|Charles Town Pike (Route 9)|
|Cemetery notes and/or description:|
Small cemetery, fully bounded by a mostly-intact rock wall. The wrought iron gate at the back is accessed by traveling along a private driveway. The owners have set aside a small parking area/turn-around under a tree, with a black wooden fence enclosing a trail to the gate. There is a second (much easier) way into the cemetery directly off Charles Town Pike (just north of the bridge and just barely past the "do not pass" sign). You'll be faced with two cattle gates, but the first usually stands wide open (this takes you off Charles Town Pike and onto a small dirt track), and the second (about 40 yards along) is not locked and opens easily. There is room here to park without blocking the dirt road. You can clearly see the cemetery from here, and it's only a short hike in. From here, you can enter the cemetery in a spot where the wall has crumbled away.
Be SURE to use the GPS Coordinates (39.16274 -77.64527) provided on Find A Grave! Just typing "Catoctin Free Church Cemetery" into the popular mapping programs will take you to a VERY small, barely there clump of graves in someone's yard a few miles away--possibly the original site of the Catoctin Free Church.

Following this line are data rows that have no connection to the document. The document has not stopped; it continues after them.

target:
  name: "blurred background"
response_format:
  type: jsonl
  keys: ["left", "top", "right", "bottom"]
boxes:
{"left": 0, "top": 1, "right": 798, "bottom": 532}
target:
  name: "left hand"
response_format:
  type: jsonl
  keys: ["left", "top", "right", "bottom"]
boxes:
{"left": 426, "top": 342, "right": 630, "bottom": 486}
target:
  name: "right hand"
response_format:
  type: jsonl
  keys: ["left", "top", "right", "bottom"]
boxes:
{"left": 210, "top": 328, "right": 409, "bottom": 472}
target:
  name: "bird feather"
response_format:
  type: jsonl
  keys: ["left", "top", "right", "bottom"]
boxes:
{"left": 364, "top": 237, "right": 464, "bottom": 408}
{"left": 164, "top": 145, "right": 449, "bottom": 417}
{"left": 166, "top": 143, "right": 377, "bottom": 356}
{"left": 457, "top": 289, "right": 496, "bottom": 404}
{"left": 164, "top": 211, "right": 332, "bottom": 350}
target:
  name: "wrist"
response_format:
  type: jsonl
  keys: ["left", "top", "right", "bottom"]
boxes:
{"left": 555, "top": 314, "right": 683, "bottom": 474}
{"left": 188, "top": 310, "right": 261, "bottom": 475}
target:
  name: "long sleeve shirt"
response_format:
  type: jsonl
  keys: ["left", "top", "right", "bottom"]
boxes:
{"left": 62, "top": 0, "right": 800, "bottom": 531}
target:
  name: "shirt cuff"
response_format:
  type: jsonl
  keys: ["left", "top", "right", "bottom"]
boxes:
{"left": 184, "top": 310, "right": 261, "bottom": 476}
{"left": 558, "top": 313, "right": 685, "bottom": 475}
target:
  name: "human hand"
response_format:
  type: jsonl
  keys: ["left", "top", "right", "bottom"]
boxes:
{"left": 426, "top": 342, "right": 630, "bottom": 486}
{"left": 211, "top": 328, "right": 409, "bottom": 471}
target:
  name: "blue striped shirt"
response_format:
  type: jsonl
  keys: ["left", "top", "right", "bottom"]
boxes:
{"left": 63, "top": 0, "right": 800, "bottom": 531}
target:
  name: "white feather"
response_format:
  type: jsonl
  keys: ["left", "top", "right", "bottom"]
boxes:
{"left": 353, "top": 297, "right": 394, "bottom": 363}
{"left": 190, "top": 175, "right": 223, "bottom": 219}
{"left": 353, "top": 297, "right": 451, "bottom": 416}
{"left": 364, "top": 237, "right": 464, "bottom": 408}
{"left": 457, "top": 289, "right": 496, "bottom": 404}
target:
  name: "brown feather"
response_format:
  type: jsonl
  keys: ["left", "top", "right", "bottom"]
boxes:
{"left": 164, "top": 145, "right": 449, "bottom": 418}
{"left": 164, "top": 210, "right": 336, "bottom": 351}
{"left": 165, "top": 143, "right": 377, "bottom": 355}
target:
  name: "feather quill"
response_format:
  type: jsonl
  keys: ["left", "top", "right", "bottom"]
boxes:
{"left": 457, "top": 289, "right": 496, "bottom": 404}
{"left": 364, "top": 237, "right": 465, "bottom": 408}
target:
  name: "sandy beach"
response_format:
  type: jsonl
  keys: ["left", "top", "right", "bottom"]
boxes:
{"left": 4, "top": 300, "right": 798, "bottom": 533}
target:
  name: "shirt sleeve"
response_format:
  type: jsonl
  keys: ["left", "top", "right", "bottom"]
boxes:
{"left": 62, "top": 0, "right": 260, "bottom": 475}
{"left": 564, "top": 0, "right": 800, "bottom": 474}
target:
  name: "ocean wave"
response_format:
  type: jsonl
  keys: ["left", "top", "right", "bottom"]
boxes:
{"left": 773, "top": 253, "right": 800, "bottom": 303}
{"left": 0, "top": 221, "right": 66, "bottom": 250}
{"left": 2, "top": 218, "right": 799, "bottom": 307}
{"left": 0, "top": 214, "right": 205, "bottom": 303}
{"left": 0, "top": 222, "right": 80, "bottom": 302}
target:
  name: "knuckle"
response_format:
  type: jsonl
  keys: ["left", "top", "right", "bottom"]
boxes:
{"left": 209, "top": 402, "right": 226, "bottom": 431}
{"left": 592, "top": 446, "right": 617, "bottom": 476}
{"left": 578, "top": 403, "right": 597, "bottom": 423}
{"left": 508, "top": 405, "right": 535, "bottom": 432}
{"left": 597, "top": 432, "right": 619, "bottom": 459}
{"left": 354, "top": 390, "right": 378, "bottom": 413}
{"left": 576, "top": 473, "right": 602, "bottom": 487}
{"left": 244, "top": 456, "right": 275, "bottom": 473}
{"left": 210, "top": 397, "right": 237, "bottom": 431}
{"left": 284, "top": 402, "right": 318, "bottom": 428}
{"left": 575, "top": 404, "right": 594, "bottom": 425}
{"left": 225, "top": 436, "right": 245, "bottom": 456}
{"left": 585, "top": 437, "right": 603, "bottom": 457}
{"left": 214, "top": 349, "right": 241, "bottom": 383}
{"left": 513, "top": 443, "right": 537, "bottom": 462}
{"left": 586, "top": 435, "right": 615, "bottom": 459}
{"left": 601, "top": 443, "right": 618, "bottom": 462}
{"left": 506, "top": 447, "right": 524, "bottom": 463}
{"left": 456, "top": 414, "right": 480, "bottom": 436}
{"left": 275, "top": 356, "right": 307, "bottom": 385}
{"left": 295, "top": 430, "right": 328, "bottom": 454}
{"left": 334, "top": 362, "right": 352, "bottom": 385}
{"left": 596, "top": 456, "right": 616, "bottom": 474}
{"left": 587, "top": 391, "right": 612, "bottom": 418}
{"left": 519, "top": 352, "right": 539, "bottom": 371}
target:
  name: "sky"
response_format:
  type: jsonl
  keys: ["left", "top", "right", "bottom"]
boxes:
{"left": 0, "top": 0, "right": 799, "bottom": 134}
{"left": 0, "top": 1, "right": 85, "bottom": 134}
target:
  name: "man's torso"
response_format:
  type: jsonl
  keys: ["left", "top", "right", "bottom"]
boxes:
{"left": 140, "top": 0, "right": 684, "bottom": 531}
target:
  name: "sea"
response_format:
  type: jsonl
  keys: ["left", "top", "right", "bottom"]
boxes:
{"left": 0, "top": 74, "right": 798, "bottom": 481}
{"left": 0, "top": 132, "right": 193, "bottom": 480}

The cemetery proper is in a bad shape. Many stones are down (some of those face-down), more are broken, and the entire place is on an incline. It's lovely, but overgrown, and if I were poison ivy, ticks, or snakes, I'd hang out there. I recommend long pants, long sleeves, and Deet or pre-treating clothing with permethrin.
The cemetery is called "Catoctin Free Church Cemetery" because it used to be associated with an adjoining church where a number of different denominations worshiped. The original church was wood frame, but was replaced with brick in 1814. It burned to the ground 1878, but was rebuilt using the same bricks. In 1929, the church was leveled by a tornado and never rebuilt.
Be sure to close the gate as there are goats in the area.